Washington, DC.
In 1993, the Federal Department of Health and Human Services published regulations for SACWIS (the Statewide Child Welfare Information System) along with enhanced funding for states building a single comprehensive system that supported all child welfare case management activities for title IV-E agencies. While SACWIS did promise to keep all child welfare data in one place for all children in care, it also created some problems for agencies seeking to manage their own child welfare systems when thinking about SACWIS data integration with their own systems. Many agencies have struggled with the requirement of one centralized system responsible for all case management functions and supporting SACWIS at the same time.

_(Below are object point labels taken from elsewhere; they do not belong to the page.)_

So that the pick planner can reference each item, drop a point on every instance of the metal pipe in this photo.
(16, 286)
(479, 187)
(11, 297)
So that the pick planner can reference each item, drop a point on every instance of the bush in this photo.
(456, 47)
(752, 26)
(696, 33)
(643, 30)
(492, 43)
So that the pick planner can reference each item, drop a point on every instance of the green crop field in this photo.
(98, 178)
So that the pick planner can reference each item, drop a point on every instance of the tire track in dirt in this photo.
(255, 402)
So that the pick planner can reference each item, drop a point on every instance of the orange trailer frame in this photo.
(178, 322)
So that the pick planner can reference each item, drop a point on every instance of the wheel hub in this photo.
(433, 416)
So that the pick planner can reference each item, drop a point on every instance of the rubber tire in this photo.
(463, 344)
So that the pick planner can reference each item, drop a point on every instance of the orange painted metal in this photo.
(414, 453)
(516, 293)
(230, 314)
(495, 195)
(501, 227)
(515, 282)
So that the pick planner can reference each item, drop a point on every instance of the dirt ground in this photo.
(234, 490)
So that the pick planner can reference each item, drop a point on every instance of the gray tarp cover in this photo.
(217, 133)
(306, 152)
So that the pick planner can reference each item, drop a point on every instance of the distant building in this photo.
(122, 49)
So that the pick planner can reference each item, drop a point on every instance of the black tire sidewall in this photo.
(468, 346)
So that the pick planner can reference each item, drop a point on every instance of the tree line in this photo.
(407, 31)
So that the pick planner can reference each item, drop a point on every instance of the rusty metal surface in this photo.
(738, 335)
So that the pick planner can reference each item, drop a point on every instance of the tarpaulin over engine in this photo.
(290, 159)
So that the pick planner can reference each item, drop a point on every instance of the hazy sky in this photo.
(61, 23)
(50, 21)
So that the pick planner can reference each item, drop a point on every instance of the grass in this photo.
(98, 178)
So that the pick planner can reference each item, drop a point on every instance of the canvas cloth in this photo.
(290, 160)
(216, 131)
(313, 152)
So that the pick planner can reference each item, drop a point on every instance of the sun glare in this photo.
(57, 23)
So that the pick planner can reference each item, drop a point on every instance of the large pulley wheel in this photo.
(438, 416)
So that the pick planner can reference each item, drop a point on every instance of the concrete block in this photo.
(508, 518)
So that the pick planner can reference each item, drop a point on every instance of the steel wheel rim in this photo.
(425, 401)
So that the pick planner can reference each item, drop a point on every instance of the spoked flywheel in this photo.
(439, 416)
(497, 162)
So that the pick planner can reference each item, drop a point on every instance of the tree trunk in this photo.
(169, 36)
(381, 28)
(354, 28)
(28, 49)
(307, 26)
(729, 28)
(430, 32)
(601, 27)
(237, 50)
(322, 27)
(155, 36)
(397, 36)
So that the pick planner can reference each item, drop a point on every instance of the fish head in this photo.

The newly proposed changes for CCWIS appear to improve upon most of SACWIS’s undesirable qualities while keeping the benefits that made SACWIS a good idea to begin with. Five Points is excited to support many of the requirements coming out of the new CCWIS proposal requested by our clients seeking to integrate data from their many systems along with CCWIS data.
Here are five key improvements we see coming out of the CCWIS proposal for child welfare agencies:
- Agencies are allowed to implement their own systems to support their child welfare practice; the requirement for a single comprehensive system has been removed
- CCWIS allows agency systems to collect data from external systems
- A two-way data exchange between CCWIS and agency systems is not only allowed, but required, resulting in a combined and accurate set of child welfare data
- State systems would be required to connect to information exchanges as well as connect to other systems such as juvenile court systems, educational systems and Medicaid claim systems
- The number of functional requirements have dropped from 51 for SACWIS to only 14 for CCWIS
Much of the focus around implementing CCWIS appears to be ensuring data quality and accuracy when integrating data from multiple systems. Child Welfare agency database systems should be designed around business functions that increase operational efficiency, not hinder it.
Liz VanAcker, Five Points CEO, sees CCWIS as a great opportunity for Five Points customers and child welfare as a whole. “CCWIS permits agencies to connect their data together for the first time in a way that works the way they like to work. We’re excited at the opportunity to help put our expertise at child welfare system integration to work.”